I also am with you, on the strong female vibe acting like invisible armor.  I'm slightly twitchy when touched unexpectedly, and because I am not super girly, I feel like I get put in some sort of weird untouchable/hologram /statue category of interaction. I also have the slow-to-make-friends issue.

So ok, maybe some solutions... If you are at University, you probably have some sort of low cost massage school/program nearby. It is completely reasonable to request gender/age/touch firmness that feels safe/good to you. I'd say try some (probably standard style, initially) massage, until your brain goes from touch starved to touch hungry. In the mean time, maybe keep looking for compatible people.

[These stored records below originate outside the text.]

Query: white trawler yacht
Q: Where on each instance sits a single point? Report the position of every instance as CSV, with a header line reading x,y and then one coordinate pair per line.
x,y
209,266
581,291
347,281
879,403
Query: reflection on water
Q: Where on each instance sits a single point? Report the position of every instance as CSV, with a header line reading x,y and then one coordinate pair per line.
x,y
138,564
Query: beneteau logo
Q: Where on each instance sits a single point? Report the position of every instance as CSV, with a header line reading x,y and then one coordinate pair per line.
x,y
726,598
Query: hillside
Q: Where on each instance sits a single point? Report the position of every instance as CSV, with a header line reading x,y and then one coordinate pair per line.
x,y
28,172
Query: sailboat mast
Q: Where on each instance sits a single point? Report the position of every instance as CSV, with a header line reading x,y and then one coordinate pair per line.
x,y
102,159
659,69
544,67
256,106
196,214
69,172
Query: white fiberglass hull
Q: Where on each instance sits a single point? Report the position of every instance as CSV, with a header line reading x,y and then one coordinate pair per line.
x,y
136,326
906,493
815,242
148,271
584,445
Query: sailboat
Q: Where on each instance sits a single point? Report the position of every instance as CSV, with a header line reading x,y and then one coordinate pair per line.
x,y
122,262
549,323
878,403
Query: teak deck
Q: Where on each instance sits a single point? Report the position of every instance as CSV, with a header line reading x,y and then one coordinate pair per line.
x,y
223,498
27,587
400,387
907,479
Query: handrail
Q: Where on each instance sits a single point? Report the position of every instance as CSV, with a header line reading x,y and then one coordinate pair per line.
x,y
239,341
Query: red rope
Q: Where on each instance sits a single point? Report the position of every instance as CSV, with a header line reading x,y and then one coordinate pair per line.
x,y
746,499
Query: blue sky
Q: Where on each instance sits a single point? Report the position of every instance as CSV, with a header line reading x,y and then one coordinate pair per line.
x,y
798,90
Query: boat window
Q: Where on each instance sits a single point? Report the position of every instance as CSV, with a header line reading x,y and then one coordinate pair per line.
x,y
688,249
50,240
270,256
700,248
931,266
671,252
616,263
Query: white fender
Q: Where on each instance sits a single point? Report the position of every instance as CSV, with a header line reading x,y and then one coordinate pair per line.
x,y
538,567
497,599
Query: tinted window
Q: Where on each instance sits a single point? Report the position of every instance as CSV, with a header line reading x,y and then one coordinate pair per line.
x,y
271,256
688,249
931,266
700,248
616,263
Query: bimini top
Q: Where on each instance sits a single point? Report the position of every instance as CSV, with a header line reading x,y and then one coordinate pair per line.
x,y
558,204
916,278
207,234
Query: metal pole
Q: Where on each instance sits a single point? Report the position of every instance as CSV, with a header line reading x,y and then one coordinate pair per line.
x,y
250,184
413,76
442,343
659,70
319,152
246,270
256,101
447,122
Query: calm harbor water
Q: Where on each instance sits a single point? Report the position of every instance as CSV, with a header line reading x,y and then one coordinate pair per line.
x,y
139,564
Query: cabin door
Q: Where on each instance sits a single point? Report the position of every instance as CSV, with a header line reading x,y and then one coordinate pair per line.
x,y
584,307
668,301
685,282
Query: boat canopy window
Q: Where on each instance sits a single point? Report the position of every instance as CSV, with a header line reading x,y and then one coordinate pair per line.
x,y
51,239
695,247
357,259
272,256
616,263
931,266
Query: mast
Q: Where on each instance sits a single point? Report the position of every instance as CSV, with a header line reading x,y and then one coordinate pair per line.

Sometimes the gay/kink communities are pretty good about sensation without sex. I once told everyone at my regular dance night that I was making a policy of hello and goodbye hugs from everyone willing.  Only 2 people out of about 40 said "no thanks" and now they do it automatically.  Also, groups that include older generations (probably 65+) were raised with more social touch (pats, hand touches, shoulder grasps, etc) and would probably enjoy more social interactions that included touch.

If that's not your cup of tea, maybe try sensation without people. Like pet shelter, fabric store, swimming, being outdoors, etc.

I hope that's some help. The kissing part is pretty hard to arrange without a ton of concrete conversation. I think not being desperate for touch can help us radiate a more appealing aura or level of muscular tension. Which can lead to better touch interactions. I wish you good luck (please wish me well, too).